Ratios, Rates & Proportions Cheat Sheet

A printable reference covering ratios, rates, unit rates, proportions, percent, scale factors, and equivalent ratios for grades 6-8.

Download PNG

Related Tools

Related Labs

Related Worksheets

Related Infographics

Ratios, rates, and proportions help students compare quantities and solve real-world problems involving recipes, speed, prices, maps, and percent. This cheat sheet gives a quick reference for writing ratios, simplifying them, finding unit rates, and checking proportional relationships. Students need these tools because many middle school math problems are built around comparing one quantity to another.

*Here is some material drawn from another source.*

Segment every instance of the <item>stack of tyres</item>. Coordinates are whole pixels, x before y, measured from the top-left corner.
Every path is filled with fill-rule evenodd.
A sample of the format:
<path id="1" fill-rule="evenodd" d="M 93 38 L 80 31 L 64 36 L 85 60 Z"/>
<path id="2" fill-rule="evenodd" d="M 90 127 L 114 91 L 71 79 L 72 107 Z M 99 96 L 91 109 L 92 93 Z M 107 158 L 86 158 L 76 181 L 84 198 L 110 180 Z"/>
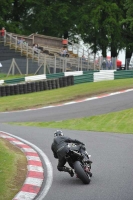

The core idea is that a ratio can be written as $a:b$ , $a\text{ to }b$ , or $\frac{a}{b}$ . A rate compares quantities with different units, and a unit rate tells how much for $1$ unit. A proportion states that two ratios are equal, such as $\frac{a}{b}=\frac{c}{d}$ , and it can be solved using equivalent ratios, scaling, or cross products.

Key Facts

A ratio compares two quantities by division, such as $a:b$ , $a\text{ to }b$ , or $\frac{a}{b}$ .
Equivalent ratios are made by multiplying or dividing both terms by the same nonzero number: $\frac{a}{b}=\frac{ka}{kb}$ for $k\neq 0$ .
A rate compares quantities with different units, such as $\frac{120\text{ miles}}{2\text{ hours}}$ .
A unit rate has a denominator of $1$ , so $\frac{120\text{ miles}}{2\text{ hours}}=\frac{60\text{ miles}}{1\text{ hour}}$ .
A proportion is an equation showing two ratios are equal: $\frac{a}{b}=\frac{c}{d}$ .
In a true proportion, the cross products are equal: if $\frac{a}{b}=\frac{c}{d}$ , then $ad=bc$ .
To find a percent, use $\text{percent}=\frac{\text{part}}{\text{whole}}\times 100\%$ .
A scale factor compares matching lengths: $\text{scale factor}=\frac{\text{new length}}{\text{original length}}$ .

Vocabulary

Ratio: A comparison of two quantities by division, often written as $a:b$ , $a\text{ to }b$ , or $\frac{a}{b}$ .
Rate: A ratio that compares quantities with different units, such as miles per hour or dollars per pound.
Unit Rate: A rate with a second quantity of $1$ , such as $\frac{5\text{ dollars}}{1\text{ pound}}$ .
Proportion: An equation that states two ratios are equal, such as $\frac{a}{b}=\frac{c}{d}$ .
Cross Product: The product found by multiplying diagonally in a proportion, where $ad$ and $bc$ are equal when $\frac{a}{b}=\frac{c}{d}$ .
Scale Factor: The multiplier that changes a figure or measurement to a proportional new size.

Common Mistakes to Avoid

Mixing the order of a ratio is wrong because $a:b$ compares $a$ to $b$ , while $b:a$ compares the quantities in the opposite order.
Adding the same number to both terms of a ratio is wrong because equivalent ratios are made by multiplying or dividing both terms, not adding, so $\frac{2}{3}\neq\frac{2+1}{3+1}$ .
Forgetting units in a rate is wrong because $\frac{60\text{ miles}}{1\text{ hour}}$ and $\frac{60\text{ dollars}}{1\text{ hour}}$ describe different comparisons.
Cross multiplying before setting up matching quantities is wrong because the numerators and denominators must represent the same types of quantities in both ratios.
Treating every pattern as proportional is wrong because a proportional relationship must have a constant ratio, written as $y=kx$ .

Practice Questions

1 Simplify the ratio $18:24$ and write it as a fraction.
2 A car travels $150\text{ miles}$ in $3\text{ hours}$ . What is the unit rate in miles per hour?
3 Solve the proportion $\frac{5}{8}=\frac{x}{32}$ .
4 Explain why doubling both terms of a ratio creates an equivalent ratio, but adding the same number to both terms usually does not.